Subrogation is a term that's understood among legal and insurance firms but sometimes not by the customers who employ them. Even if it sounds complicated, it is in your self-interest to understand an overview of how it works. The more knowledgeable you are, the better decisions you can make about your insurance company.
An insurance policy you have is an assurance that, if something bad occurs, the insurer of the policy will make good in a timely manner. If your vehicle is in a fender-bender, insurance adjusters (and the courts, when necessary) decide who was at fault and that person's insurance pays out.
But since ascertaining who is financially accountable for services or repairs is regularly a tedious, lengthy affair – and delay sometimes compounds the damage to the policyholder – insurance companies in many cases opt to pay up front and assign blame later. They then need a means to recoup the costs if, when there is time to look at all the facts, they weren't responsible for the expense.
Let's Look at an Example
You go to the doctor's office with a deeply cut finger.

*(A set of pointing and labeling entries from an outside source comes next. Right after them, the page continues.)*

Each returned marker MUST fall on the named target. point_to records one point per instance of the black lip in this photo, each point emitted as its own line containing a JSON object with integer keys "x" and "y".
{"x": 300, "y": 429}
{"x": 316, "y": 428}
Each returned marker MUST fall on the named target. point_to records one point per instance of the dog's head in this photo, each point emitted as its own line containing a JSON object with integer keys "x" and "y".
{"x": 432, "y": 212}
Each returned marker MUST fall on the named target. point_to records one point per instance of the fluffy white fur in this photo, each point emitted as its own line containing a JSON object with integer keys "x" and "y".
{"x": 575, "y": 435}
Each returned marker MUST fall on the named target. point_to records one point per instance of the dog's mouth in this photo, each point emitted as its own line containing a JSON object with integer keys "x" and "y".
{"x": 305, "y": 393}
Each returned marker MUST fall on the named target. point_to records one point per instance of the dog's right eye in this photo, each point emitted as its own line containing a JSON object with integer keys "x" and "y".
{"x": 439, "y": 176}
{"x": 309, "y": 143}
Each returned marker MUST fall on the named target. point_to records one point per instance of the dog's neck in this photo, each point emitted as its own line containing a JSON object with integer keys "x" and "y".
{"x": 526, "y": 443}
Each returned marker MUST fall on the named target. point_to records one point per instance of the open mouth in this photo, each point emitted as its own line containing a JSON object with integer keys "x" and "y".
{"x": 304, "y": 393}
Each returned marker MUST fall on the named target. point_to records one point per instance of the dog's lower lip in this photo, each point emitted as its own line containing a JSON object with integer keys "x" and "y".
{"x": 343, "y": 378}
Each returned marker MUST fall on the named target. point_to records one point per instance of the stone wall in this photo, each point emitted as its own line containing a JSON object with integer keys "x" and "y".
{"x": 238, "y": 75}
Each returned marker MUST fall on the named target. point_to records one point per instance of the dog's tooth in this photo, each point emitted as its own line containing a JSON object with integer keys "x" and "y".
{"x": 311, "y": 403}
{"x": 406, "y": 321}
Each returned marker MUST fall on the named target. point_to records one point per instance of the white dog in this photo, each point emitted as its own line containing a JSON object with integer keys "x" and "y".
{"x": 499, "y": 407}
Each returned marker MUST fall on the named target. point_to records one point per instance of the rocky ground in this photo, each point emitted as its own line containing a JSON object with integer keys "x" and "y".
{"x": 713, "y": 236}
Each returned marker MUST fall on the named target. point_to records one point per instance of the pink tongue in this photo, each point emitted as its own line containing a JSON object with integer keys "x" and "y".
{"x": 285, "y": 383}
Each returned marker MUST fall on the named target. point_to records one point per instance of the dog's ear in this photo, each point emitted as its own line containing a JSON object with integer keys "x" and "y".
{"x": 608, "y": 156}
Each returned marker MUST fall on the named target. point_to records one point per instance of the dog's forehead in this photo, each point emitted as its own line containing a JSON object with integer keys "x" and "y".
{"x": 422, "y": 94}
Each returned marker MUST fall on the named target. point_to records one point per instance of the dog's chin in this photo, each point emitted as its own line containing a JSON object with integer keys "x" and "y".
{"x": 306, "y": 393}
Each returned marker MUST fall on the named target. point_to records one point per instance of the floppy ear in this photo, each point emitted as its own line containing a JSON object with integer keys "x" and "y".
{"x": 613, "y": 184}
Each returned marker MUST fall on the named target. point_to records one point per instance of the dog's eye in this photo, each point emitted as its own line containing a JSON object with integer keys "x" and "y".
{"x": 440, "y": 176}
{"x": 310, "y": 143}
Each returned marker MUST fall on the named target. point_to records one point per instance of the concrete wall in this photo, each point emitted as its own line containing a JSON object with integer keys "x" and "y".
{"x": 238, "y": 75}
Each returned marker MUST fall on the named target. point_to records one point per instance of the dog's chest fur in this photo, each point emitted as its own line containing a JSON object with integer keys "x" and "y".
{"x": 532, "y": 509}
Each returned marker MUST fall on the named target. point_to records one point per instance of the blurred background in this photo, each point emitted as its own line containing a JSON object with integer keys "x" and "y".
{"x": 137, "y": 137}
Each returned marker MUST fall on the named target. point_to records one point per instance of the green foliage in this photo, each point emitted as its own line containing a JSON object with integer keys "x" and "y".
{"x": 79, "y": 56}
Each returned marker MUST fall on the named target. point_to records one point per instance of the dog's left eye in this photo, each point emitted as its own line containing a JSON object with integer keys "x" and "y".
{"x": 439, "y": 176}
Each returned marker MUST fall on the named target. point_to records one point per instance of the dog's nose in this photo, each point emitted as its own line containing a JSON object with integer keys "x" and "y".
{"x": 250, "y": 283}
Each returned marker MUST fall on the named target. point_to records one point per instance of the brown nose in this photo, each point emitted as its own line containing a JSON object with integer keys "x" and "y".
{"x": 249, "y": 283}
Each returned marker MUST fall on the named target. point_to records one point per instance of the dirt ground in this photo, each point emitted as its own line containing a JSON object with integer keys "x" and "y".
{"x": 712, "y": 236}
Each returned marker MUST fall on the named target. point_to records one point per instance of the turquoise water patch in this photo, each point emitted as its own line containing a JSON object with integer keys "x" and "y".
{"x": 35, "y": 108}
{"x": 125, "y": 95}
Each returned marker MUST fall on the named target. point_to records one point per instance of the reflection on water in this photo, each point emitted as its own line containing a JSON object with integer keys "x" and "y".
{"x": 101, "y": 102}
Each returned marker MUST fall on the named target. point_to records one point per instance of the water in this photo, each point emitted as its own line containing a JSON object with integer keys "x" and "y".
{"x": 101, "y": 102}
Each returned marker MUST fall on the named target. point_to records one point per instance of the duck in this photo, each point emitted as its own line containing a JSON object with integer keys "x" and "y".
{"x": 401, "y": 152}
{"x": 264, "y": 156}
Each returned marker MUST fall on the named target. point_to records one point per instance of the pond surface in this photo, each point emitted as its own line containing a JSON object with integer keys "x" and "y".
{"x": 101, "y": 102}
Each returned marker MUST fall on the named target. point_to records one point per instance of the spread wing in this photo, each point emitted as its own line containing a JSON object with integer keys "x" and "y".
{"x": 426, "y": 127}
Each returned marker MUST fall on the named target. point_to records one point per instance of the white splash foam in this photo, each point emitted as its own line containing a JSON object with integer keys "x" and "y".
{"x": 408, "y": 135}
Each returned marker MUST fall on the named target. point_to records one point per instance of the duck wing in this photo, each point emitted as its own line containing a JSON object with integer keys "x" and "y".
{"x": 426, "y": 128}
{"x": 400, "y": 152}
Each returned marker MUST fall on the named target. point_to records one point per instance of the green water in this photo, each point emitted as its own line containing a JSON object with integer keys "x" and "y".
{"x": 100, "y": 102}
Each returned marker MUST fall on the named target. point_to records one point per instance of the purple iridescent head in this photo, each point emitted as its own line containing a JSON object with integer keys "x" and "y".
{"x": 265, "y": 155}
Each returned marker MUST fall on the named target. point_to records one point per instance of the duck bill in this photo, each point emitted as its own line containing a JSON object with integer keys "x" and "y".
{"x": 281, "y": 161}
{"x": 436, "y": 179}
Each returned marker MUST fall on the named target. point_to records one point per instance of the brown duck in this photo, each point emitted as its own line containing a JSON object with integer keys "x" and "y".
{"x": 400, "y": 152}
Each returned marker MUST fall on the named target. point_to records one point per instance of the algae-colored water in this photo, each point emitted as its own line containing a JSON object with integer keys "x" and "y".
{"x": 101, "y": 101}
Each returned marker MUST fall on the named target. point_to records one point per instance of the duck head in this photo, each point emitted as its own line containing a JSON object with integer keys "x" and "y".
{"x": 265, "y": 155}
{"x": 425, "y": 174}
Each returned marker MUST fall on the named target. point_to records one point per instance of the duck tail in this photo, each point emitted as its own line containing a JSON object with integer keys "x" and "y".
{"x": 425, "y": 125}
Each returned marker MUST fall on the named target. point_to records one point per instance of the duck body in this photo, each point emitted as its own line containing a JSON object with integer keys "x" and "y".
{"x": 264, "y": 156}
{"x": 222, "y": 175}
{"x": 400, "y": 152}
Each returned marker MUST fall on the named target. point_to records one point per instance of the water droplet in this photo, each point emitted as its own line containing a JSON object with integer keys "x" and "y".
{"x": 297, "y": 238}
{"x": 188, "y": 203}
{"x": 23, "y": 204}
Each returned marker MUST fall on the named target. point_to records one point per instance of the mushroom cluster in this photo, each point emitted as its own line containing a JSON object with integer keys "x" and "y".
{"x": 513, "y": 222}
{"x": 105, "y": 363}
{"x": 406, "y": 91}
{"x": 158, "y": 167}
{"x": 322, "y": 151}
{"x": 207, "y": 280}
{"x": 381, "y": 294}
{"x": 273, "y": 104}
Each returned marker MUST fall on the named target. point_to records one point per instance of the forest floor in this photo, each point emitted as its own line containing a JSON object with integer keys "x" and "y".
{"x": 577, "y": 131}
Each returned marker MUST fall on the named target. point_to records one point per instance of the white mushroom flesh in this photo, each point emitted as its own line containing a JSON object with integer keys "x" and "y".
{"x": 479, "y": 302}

You give the receptionist your medical insurance card and she records your policy details. You get taken care of and your insurance company gets an invoice for the tab. But on the following morning, when you clock in at work – where the accident occurred – your boss hands you workers compensation paperwork to file. Your employer's workers comp policy is actually responsible for the bill, not your medical insurance. The latter has a right to recover its costs in some way.
How Does Subrogation Work?
This is where subrogation comes in. It is the way that an insurance company uses to claim payment when it pays out a claim that turned out not to be its responsibility. Some companies have in-house property damage lawyers and personal injury attorneys, or a department dedicated to subrogation; others contract with a law firm. Under ordinary circumstances, only you can sue for damages done to your person or property. But under subrogation law, your insurance company is given some of your rights for having taken care of the damages. It can go after the money originally due to you, because it has covered the amount already.
How Does This Affect Individuals?
For one thing, if you have a deductible, it wasn't just your insurance company who had to pay. In a $10,000 accident with a $1,000 deductible, you have a stake in the outcome as well – to be precise, $1,000. If your insurer is lax about bringing subrogation cases to court, it might opt to recoup its losses by upping your premiums and call it a day. On the other hand, if it knows which cases it is owed and goes after them aggressively, it is doing you a favor as well as itself. If all is recovered, you will get your full deductible back. If it recovers half (for instance, in a case where you are found one-half at fault), you'll typically get $500 back, depending on the laws in your state.
Moreover, if the total price of an accident is over your maximum coverage amount, you could be in for a stiff bill. If your insurance company or its property damage lawyers, such as employment law spanish fork ut, successfully press a subrogation case, it will recover your losses as well as its own.
All insurance agencies are not the same. When shopping around, it's worth examining the records of competing companies to determine whether they pursue winnable subrogation claims; if they do so without dragging their feet; if they keep their customers advised as the case goes on; and if they then process successfully won reimbursements immediately so that you can get your deductible back and move on with your life. If, instead, an insurance agency has a record of paying out claims that aren't its responsibility and then safeguarding its profitability by raising your premiums, you should keep looking.